Inebilizumab vs Low-Dose Rituximab In NMOSD

Key Takeaways

• In NMOSD, inebilizumab was associated with fewer relapses and more favorable relapse-free survival and adjusted relapse burden over 12 months.
• Relapse-associated EDSS worsening was less frequent, and overall EDSS improvement favored inebilizumab, although that improvement was not maintained after excluding baseline EDSS 2.0 or lower.
• Infections were less common with inebilizumab, while overall adverse-event and serious-adverse-event rates were not significantly different and infusion reactions were uncommon in both groups.

In a retrospective-prospective multicenter cohort of AQP4-IgG–positive NMOSD across six Chinese cities, investigators compared inebilizumab with a low-dose rituximab regimen. Over 12 months, relapses occurred in 8 of 119 patients receiving inebilizumab and 24 of 110 receiving low-dose rituximab.

The cohort included 229 patients, with 119 receiving inebilizumab and 110 receiving low-dose rituximab, and median follow-up was 12.0 months in both groups. Inebilizumab was given as 300 mg on days 1 and 15, then every 6 months, while rituximab used a 100/500/500 mg induction regimen and CD19-guided 500 mg retreatment. Adjusted annualized relapse rates were 0.06 with inebilizumab and 0.24 with low-dose rituximab, with an IRR of 3.65 (95% CI 1.59–8.39; p = 0.003) for low-dose rituximab versus inebilizumab. One-year relapse-free survival was 93.60% and 77.60%, respectively.

Relapse-associated EDSS worsening was recorded in 2 inebilizumab recipients and 7 low-dose rituximab recipients, with higher odds in the low-dose rituximab group (OR 8.16, 95% CI 1.44–46.36; p = 0.018), although the confidence interval was wide. Overall EDSS improvement was seen in 65 of 119 patients, or 54.62%, with inebilizumab and 39 of 110, or 35.45%, with low-dose rituximab. That comparison yielded lower odds of EDSS improvement with low-dose rituximab (OR 0.36, 95% CI 0.18–0.72; p = 0.004). After excluding patients with baseline EDSS 2.0 or lower, improvement rates were 40.34% and 33.64%, with no significant between-group difference (p = 0.339). Some low-dose rituximab relapses occurred within 2 to 6 months, and some inebilizumab relapses followed delayed or missed infusions.

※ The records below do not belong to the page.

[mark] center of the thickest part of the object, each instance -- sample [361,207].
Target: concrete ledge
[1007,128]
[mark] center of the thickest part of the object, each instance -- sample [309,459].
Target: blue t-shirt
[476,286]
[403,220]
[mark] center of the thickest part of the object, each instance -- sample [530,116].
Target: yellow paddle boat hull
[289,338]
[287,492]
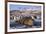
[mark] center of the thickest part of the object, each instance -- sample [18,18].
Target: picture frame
[42,6]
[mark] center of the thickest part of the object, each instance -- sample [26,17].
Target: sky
[23,7]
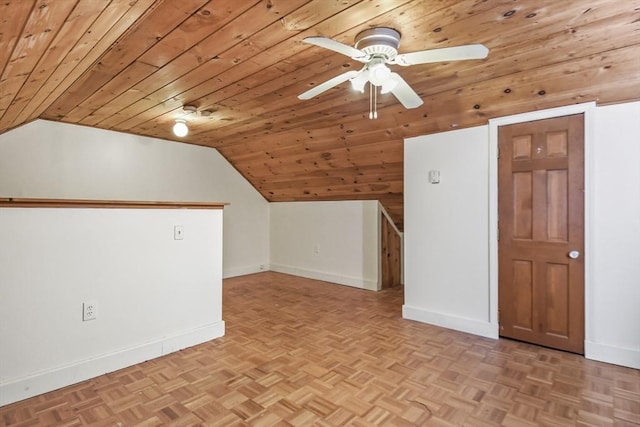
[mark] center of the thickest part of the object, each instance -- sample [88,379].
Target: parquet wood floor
[298,352]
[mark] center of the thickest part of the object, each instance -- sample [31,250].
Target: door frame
[588,109]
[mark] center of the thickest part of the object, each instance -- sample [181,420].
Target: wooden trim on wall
[10,202]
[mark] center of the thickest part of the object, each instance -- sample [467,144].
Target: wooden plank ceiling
[130,66]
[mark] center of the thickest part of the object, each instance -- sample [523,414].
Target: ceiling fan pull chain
[375,102]
[370,101]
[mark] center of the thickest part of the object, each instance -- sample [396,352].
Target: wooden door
[541,232]
[390,253]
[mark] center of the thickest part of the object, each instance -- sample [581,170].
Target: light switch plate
[178,232]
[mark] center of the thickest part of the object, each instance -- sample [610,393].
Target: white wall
[438,287]
[614,306]
[332,241]
[446,232]
[154,294]
[54,160]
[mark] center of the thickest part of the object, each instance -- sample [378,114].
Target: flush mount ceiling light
[180,128]
[377,48]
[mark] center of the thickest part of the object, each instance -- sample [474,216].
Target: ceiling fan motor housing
[379,42]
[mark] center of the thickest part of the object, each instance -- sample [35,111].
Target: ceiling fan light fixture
[379,73]
[180,128]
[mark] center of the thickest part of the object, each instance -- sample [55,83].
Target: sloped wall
[55,160]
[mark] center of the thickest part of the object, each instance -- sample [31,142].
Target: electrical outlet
[89,310]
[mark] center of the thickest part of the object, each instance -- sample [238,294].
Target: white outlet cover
[89,311]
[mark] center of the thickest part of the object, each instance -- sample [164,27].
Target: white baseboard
[485,329]
[356,282]
[243,271]
[52,379]
[610,354]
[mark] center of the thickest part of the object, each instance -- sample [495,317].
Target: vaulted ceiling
[130,66]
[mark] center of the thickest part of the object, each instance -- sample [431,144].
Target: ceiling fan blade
[335,46]
[458,53]
[317,90]
[407,96]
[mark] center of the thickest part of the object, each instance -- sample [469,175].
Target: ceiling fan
[377,48]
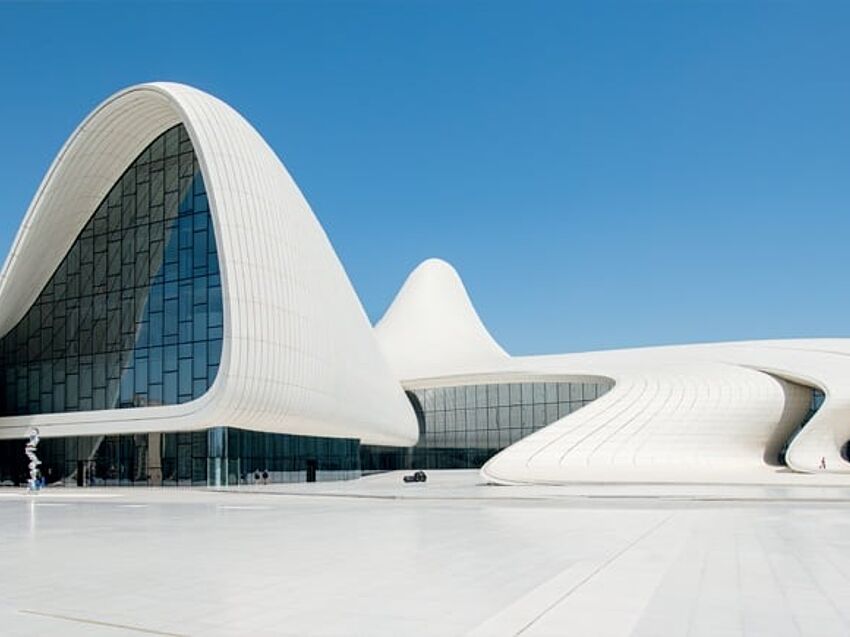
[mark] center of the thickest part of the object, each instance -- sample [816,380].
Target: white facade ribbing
[298,355]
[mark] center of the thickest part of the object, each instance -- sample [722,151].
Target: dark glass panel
[132,287]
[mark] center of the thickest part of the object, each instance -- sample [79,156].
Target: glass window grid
[133,314]
[463,426]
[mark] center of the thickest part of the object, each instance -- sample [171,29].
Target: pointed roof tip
[432,329]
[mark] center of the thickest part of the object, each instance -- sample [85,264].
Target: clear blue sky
[602,174]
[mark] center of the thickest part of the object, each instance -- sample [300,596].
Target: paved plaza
[448,557]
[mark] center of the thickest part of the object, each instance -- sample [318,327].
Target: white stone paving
[450,557]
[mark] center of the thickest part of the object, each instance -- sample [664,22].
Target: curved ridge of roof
[432,329]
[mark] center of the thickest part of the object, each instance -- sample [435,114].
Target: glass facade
[217,456]
[461,427]
[133,314]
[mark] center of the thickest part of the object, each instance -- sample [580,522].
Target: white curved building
[697,412]
[171,312]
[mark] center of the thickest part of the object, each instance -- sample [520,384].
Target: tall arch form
[298,354]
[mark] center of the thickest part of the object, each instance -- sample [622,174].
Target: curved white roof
[673,413]
[432,329]
[299,355]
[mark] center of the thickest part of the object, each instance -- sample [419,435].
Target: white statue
[33,484]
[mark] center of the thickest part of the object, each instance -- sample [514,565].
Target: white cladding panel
[299,355]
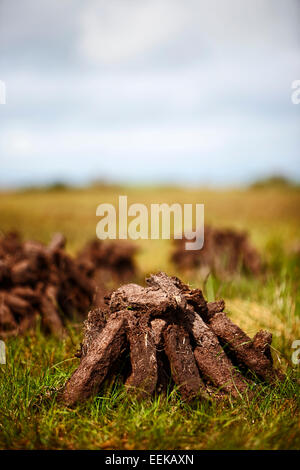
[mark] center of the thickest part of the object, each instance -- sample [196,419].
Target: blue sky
[149,91]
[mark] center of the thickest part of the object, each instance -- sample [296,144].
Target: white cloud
[116,30]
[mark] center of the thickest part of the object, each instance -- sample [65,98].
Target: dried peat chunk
[262,341]
[26,293]
[94,367]
[163,368]
[50,315]
[143,377]
[242,346]
[211,358]
[153,302]
[182,361]
[94,324]
[58,242]
[171,287]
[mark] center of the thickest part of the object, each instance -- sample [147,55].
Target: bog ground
[37,365]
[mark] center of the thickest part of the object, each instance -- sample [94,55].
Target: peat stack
[107,265]
[225,253]
[39,280]
[167,332]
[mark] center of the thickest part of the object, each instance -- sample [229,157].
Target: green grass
[38,365]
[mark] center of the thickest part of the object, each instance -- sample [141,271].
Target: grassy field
[30,417]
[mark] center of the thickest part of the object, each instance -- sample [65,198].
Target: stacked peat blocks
[225,253]
[168,332]
[39,281]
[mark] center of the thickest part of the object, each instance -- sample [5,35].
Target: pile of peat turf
[167,333]
[225,252]
[39,281]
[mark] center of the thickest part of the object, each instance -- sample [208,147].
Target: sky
[149,91]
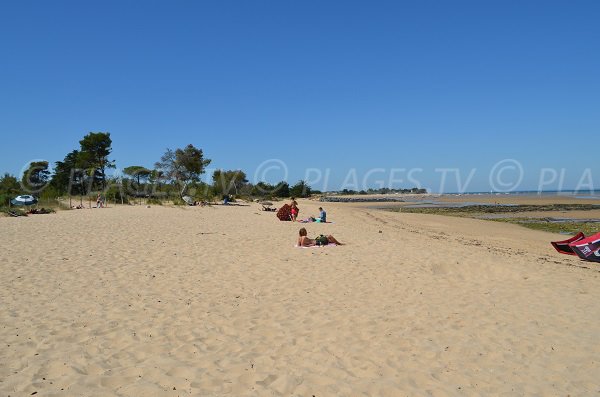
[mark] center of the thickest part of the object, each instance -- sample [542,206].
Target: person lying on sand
[305,241]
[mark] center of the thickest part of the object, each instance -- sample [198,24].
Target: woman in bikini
[295,209]
[305,241]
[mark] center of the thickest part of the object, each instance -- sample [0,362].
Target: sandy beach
[218,301]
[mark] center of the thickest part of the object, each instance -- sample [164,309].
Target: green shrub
[178,201]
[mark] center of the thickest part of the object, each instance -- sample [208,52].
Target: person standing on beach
[295,209]
[322,215]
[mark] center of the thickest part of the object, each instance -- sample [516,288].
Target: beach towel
[285,213]
[318,246]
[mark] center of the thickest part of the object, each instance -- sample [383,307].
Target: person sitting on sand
[295,209]
[305,241]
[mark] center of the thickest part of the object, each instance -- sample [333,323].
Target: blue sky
[341,87]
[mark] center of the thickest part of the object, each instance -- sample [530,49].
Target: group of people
[303,239]
[295,211]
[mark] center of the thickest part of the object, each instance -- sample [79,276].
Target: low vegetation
[546,224]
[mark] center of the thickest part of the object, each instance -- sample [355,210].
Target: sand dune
[214,301]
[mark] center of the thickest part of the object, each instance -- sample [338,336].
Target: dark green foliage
[228,182]
[93,157]
[9,188]
[138,173]
[35,177]
[183,166]
[300,189]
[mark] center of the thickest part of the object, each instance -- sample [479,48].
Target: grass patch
[554,227]
[477,211]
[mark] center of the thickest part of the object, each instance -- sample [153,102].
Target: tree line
[83,171]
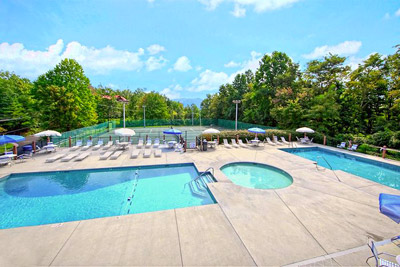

Adverse events affected 35 of 119 patients receiving inebilizumab, accounting for 45 events, and 44 of 110 receiving low-dose rituximab, accounting for 58 events (p = 0.097). Infections occurred in 10 of 119 patients with inebilizumab and 25 of 110 with low-dose rituximab (p = 0.003). Infusion-related reactions were uncommon and all grade 1–2, at 3.36% and 5.45%, and serious adverse events occurred in 2 and 4 patients, respectively (p = 0.431). Severe events included one grade 4 pneumonia with inebilizumab, one severe urinary tract infection with low-dose rituximab, and one death after recurrent NMOSD with acute respiratory failure. No death was attributed to an adverse event, and this Class III evidence reflects a 12-month window, missing data, possible underreporting of mild events, and limits beyond the low-dose rituximab protocol.